Bochum. . Einsam in ihrer Schuld und belastet von inneren Problemen trat die Angeklagte am Freitag beim sogenannten letzten Wort im Gerichtssaal auf (Bericht Seite 1). Die Zuschauer hinter der Glasabsperrung erlebten einen Zusammenbruch mit, den in dieser Intensität nur das Leben, aber keine Gerichtssendung je bereithalten könnte.
Einsam in ihrer Schuld und belastet von inneren Problemen trat die Angeklagte am Freitag beim sogenannten letzten Wort im Gerichtssaal auf (Bericht Seite 1). Die Zuschauer hinter der Glasabsperrung erlebten einen Zusammenbruch mit, den in dieser Intensität nur das Leben, aber keine Gerichtssendung je bereithalten könnte.
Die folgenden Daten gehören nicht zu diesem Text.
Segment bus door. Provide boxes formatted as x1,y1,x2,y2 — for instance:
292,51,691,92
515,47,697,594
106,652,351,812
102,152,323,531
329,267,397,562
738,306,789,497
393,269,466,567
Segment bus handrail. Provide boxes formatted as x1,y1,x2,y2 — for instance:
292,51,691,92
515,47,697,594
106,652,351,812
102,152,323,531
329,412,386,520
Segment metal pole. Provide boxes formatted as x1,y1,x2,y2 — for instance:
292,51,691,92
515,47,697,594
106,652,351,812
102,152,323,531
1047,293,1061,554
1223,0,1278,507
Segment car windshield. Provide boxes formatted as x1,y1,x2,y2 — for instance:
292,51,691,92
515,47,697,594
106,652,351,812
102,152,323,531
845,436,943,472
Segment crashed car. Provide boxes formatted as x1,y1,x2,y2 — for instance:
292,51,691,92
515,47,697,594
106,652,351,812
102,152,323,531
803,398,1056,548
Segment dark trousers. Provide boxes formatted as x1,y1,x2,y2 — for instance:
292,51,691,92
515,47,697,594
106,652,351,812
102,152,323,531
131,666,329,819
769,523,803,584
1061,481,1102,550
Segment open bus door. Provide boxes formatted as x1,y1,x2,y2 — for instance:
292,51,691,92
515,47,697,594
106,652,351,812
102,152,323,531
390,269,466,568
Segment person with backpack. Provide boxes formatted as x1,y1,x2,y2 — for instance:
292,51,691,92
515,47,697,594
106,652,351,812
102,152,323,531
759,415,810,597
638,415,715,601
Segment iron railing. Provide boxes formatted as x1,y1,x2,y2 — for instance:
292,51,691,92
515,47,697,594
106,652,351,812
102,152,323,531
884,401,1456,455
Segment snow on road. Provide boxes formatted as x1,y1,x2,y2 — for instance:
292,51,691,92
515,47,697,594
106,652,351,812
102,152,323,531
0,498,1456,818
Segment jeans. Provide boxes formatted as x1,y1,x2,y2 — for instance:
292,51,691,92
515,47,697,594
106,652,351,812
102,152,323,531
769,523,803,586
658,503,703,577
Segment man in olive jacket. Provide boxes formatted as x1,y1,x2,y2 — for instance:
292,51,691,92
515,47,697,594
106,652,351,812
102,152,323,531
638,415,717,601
Das große Bedauern ihrer Schuld, die Einsicht der Angeklagten, mit ihrer Tat unzähligen Menschen Leid zugefügt zu haben, geht an den Leuten im Publikum nicht spurlos vorbei. „Ich will keine Kommentare hören. Weder der Empörung, noch der Begeisterung“, hatte Richter Hans-Joachim Mankel gewarnt. Trotzdem flüstern einige Zuschauer leise miteinander. „Wie tief empfunden können diese Emotionen wirklich sein?“, fragen sie sich. „Das ist mir ein bisschen zu dick aufgetragen“, raunt eine ältere Dame mit skeptischem Blick ihrem Sitznachbarn zu. Andere hingegen kämpfen mit den eigenen Gefühlen und verfolgen mit sichtlich ergriffenen Mienen das Geschehen.
Was bewegt die Zuschauer, dem Mordprozess beizuwohnen?
Was bewegt die etwa 80 Besucher, die bei bestem Wetter ihre Freizeit im Gerichtssaal verbringen, um dem Mordprozess beizuwohnen? „Der Fall interessiert mich einfach, weil ich Patient bei dem Arzt bin“, sagt ein 78-Jähriger, der seinen Namen lieber nicht nennen mag. „Als Rentner habe ich ja Zeit herzukommen“, fügt er hinzu. Wie viele der Anwesenden hat auch er sich längst eine eigene Meinung zu Schuldfrage und Strafmaß gebildet. „Die Umstände zählen für mich nicht“, sagt er. „Ich habe sie von vornherein für schuldig gehalten.“
Unter den meist älteren Zuschauern befinden sich überwiegend Damen, die fein herausgeputzt in neuester Sommermode den Tränenausbruch der Angeklagten mitverfolgen. „Bei Prozessen, bei denen Frauen als Täterinnen auftreten, fühlt man sich selbst als Frau auch persönlich betroffen und überlegt: Wie hätte ich wohl reagiert?“, sagt eine 50-Jährige nachdenklich. „Aber ich weiß, dass ich eine der wenigen bin, die hier so denkt.“ Andere zeigen weniger Empathie. „Och, guck mal, jetzt heult die auch noch“, ist im Saal zu hören.
Später schlendern sie in kleinen Grüppchen nach draußen. Wer keine eigenen Brote dabei hat, geht noch in die Kantine. Zwischen Currywurst und Caramel-Pudding diskutieren die „Freizeit-Richter“ die Beweislage und fällen ihr ganz persönliches Urteil.